Federal Computer Week (FCW), 24 March 2008 reports that Dennis Wisnosky, the chief architect and chief technical officer for DoD’s Business Mission Areas states that “the Department [of Defense (DoD)] is too large an organization to attempt to encompass all of its activities in a single enterprise architecture.”

Similarly, FCW, 26 November 2007, reported that “the size of the Navy Department and the diversity of its missions make it impossible to describe the service in a single integrated architecture.”

Dennis Wisnosky goes on to say that “DoD must achieve business transformation by breaking off manageable components of an enterprise architecture rather than trying to cover everything at once…[this is how we will achieve] the goal of an enterprise architecture [which] is to guide future acquisition and implementation.”

Richard Burk, former chief architect of the Federal EA (FEA) at OMB states: “there is no practical way to create a useful architecture for a large organization. You can get an overall picture of an agency using an [enterprise architecture] of everything the agency does, but when you get down to making it operational, at that point you really need to break it down into segments, into the lines of business.”

The Navy is using the concept of segment architecture, but is calling it “architecture federation.”

Michael Jacob, the Navy’s chief technology officer, “compared the architecture effort to the development of a city plan, in which multiple buildings are built separately, but to the same set of standards and inspection criteria.”

Mr. Jacob continues that “our effort will allow common core architecture elements [technical standards, mission areas, business processes, and data taxonomies] to be identified so that architecture efforts can be aligned to those same standards.”

I believe that every level of an organization, including the highest level, can have a architecture, no matter what the size, and that we should tailor that architecture to the scope of the organization involved. So for an organization the mega-size of DoD, you would have very little detail in at the highest level, EA (like the FEA Practice Guidance demonstrates), but that the detail would build as you decompose to subsequent layers.

For any organization, no matter its size, every level of the architecture is important.

Within the enterprise architecture itself we need multiple views of detail. For example, from an executive view, we want and need to be able to roll up organizational information into summary “profiles” that executives can quickly digest and use to hit core decision points. At the same, time, from a mid-level manager or analyst view, we want and need to be able to drill down on information—to decompose it into models and inventory views–so that we can analyze it and get the details we need to make a rational decision.
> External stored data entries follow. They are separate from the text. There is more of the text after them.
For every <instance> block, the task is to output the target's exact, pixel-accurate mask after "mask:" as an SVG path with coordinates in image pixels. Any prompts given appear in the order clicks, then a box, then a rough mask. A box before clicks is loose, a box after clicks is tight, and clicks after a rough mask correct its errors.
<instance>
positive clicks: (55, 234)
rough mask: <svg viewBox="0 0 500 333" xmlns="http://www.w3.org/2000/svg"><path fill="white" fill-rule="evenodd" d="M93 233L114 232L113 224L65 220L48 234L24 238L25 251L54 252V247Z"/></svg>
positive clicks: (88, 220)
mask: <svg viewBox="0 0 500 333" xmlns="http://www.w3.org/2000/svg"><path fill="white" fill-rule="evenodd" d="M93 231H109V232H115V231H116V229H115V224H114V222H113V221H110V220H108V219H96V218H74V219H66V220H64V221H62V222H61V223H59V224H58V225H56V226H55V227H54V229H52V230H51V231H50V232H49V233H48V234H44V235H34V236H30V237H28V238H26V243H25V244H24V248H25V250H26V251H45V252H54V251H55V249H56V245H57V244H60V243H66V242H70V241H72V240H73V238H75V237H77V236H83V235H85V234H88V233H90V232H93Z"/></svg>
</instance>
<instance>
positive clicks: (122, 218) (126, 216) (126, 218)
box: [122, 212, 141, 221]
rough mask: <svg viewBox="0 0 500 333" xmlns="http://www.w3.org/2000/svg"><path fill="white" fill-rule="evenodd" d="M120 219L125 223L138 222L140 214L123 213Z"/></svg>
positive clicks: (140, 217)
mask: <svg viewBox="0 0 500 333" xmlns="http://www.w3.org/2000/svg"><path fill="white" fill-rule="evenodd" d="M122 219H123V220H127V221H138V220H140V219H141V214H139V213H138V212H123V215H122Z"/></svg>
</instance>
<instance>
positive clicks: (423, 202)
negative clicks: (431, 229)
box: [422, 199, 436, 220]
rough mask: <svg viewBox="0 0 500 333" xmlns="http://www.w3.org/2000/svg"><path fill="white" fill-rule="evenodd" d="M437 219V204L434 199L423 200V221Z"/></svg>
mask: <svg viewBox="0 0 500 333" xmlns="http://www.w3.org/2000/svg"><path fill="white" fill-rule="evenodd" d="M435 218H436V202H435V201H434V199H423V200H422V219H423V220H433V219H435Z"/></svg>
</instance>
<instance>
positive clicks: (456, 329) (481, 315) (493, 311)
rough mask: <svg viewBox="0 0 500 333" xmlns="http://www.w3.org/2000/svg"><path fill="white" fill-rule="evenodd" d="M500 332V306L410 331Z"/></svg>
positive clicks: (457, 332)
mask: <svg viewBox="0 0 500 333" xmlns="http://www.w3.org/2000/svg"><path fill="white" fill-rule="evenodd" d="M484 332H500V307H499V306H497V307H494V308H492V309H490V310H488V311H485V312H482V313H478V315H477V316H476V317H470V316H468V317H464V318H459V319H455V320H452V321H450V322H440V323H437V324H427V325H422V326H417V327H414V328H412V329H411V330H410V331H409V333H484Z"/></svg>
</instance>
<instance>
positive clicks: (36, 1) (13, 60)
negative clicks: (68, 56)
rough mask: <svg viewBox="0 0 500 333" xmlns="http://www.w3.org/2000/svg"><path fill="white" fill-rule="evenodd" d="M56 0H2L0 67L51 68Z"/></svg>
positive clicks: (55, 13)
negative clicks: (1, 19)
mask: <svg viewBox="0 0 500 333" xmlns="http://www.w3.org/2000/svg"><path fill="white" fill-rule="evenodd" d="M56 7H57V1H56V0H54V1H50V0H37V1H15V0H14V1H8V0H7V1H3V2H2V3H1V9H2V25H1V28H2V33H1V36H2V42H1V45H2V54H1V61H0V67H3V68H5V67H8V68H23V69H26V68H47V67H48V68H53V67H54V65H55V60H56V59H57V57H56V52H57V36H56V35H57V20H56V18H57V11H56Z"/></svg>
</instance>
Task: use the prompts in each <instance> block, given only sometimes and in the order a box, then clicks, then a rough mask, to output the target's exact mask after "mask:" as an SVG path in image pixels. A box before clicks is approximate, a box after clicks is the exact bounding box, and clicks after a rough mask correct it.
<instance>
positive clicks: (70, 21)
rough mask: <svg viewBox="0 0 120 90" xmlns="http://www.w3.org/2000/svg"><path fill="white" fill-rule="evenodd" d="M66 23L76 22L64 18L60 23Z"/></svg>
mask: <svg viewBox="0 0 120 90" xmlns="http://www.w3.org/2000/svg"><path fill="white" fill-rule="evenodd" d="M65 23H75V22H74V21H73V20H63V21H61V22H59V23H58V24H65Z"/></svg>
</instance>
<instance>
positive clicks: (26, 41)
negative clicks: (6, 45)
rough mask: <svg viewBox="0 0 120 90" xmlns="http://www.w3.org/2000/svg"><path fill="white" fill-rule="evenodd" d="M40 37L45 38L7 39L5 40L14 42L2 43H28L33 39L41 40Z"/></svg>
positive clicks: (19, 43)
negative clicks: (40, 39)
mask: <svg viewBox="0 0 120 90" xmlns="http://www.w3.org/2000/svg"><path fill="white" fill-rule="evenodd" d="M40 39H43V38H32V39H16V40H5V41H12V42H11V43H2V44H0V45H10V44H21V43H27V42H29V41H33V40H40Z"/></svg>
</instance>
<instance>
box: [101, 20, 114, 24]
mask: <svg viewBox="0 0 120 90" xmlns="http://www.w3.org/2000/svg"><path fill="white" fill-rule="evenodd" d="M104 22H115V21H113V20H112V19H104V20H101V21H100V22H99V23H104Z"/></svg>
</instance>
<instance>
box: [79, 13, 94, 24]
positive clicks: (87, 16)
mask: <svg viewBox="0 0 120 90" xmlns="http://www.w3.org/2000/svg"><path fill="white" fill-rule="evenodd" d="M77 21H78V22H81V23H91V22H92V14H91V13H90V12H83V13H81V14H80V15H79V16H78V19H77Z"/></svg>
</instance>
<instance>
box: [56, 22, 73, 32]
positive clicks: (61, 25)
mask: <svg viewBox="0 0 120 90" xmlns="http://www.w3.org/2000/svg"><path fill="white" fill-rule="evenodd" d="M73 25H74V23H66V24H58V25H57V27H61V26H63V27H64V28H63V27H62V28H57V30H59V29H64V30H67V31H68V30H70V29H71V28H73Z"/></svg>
Similarly, within the overall architecture, we need the various views of enterprise, segment, and solutions architecture. The enterprise view is looking at strategic outcomes for the overall enterprise; the segment view decomposes this into actionable architectures for the lines of business; and the solutions architecture “brings it all home” and operationalizes the architectures into actual solutions.

Just like with the profiles, models, and inventories of enterprise architecture where we can roll-up or down, the key with these various architectural levels is that there is line-of-sight from the enterprise to the segment and to the solution. The lower levels must align to and comply with the levels above. This is how we achieve integration, interoperability, standardization, and modernization.